Although school closures loom, talk must now focus on needs

Let’s Talk: Feb. 25, extra meeting, to prepare for the next community consultation meeting.

In the aftermath of the Feb. 6 school district meeting at Quamichan Middle School, when the axe fell on ten potential district schools, the community will have one more chance to voice its wishes on March 2 in the LCSS gym.

“Everything’s just happening so quickly,” BCTF local 66 president Chris Rolls said. “So on Feb. 25, we’re holding an extra meeting, “Let’s Talk” to prepare for the next community consultation meeting.”

Rolls is concerned that for the Mar. 2 meeting, everybody in the community is on the same page about what they want.

“I’ve talked to all three PACs to make sure that we’re headed in the same direction,” Rolls told the Gazette. “And that direction seems to be: we don’t like what the district is proposing, but we can’t fight the closures any more.”

With that in mind, Rolls wants to hold a meeting for everybody to come together and discuss what the community wants and needs for the Lake children in view of the pending changes.

Taking a realistic look at the situation, she says they are looking at two options in Lake Cowichan. The options are either a Kindergarten to Grade 3 or a Kindergarten to Grade 4 school at Palsson, and a middle school at LCSS that will include Grade 5s or else both 4s and 5s in addition to the Grade 6, 7 and 8s already housed there.

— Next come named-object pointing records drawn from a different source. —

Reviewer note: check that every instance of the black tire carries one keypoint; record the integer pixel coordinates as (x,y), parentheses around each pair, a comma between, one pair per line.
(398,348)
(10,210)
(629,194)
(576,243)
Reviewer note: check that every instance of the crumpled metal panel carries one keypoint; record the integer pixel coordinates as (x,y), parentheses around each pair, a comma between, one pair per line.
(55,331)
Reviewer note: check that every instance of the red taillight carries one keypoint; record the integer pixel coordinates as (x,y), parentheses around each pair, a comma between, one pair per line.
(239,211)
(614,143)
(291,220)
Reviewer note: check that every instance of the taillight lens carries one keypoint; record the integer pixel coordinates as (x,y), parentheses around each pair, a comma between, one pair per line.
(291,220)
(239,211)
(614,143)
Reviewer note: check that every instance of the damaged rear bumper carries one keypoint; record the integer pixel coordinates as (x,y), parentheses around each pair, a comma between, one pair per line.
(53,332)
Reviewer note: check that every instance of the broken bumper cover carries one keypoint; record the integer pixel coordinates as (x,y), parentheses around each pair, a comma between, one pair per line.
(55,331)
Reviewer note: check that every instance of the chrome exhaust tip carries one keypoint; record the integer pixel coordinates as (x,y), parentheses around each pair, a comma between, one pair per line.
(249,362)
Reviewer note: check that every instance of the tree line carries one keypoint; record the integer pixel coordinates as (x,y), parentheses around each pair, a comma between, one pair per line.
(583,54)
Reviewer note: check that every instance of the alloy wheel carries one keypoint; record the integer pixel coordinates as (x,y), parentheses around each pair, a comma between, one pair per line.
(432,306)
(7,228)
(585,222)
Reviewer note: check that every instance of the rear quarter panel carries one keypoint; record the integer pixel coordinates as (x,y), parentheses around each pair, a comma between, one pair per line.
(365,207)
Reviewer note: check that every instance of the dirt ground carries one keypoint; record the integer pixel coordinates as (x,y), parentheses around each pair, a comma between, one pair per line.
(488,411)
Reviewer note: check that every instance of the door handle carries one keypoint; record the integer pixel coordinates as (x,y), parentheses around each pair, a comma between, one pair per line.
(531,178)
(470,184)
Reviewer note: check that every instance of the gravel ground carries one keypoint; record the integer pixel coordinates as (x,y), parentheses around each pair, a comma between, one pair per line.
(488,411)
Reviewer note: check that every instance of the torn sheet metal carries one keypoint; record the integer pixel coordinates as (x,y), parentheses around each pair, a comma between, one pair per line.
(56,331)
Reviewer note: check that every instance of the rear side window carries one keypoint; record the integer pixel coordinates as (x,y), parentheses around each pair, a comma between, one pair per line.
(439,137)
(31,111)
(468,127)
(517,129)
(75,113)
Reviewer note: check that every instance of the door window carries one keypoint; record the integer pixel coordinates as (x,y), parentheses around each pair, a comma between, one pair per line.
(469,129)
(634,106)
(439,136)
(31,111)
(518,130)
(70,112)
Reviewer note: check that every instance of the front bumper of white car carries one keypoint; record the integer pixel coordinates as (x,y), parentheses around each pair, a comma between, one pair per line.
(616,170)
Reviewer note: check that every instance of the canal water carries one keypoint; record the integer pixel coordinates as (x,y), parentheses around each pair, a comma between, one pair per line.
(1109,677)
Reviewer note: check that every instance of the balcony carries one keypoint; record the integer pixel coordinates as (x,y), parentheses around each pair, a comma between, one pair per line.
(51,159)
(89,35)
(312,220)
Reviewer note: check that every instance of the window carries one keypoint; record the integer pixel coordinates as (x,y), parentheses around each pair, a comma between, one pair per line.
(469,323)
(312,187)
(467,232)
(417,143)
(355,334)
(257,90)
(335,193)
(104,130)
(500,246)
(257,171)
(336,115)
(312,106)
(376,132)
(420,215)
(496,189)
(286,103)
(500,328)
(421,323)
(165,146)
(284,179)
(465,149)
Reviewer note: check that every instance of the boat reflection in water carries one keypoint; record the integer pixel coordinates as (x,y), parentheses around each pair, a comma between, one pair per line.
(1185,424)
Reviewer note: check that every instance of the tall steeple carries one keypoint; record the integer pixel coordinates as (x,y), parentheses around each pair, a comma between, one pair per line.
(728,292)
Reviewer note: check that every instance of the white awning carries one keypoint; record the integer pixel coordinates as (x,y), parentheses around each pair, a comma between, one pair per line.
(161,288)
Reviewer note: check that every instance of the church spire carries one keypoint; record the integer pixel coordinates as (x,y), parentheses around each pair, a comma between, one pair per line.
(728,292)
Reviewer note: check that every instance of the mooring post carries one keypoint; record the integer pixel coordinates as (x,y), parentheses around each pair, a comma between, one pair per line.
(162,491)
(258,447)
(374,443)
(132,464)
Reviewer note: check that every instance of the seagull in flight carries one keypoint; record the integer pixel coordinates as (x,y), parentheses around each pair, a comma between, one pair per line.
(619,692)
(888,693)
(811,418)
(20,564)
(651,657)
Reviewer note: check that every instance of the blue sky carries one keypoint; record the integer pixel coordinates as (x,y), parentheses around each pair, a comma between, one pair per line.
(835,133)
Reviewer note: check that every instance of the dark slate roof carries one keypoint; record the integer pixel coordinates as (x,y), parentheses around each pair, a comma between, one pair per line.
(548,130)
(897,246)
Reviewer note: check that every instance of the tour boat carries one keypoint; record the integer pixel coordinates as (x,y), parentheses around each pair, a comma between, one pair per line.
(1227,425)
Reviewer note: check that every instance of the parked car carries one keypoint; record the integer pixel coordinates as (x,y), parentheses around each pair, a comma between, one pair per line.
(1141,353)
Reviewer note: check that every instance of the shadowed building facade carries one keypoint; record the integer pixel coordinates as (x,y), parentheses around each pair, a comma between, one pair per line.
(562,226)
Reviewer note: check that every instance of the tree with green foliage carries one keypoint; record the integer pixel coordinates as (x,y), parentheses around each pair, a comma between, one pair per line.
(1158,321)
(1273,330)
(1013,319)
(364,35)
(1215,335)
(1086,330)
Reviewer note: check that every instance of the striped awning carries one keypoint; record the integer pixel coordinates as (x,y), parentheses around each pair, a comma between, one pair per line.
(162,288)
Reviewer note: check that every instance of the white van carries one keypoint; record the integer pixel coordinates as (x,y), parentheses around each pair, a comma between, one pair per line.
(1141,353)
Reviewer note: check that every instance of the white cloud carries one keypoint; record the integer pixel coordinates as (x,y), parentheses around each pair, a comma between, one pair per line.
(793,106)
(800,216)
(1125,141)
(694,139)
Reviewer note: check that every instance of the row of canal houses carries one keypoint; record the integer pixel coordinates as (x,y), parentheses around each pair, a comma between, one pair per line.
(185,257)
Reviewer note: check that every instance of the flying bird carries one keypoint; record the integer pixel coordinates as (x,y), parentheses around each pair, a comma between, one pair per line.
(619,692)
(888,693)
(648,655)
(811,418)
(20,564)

“So it comes down to we need to figure out what we need to make a 4-12 or a 5-12 school work,” she explained. “Essentially, the parents that I’ve talked to recognize that it’s not about fighting the closures, it’s about fighting for what they need.”

Rolls says she thinks preparing what they are going to tell the school district at that meeting is primordial for obtaining what they want, instead of using that time for such discussions at the March 2 meeting.

Not making cuts in teaching assistants because there are children with literacy issues here;  deciding that the school district is going to provide them with a proper playground for the children at the middle school; and obtaining the necessary textbooks are just some examples of ideas parents have come up with.

The meeting is slated for Feb. 25 at 6:30 in the Upper Centennial Hall. Everyone is welcome to attend.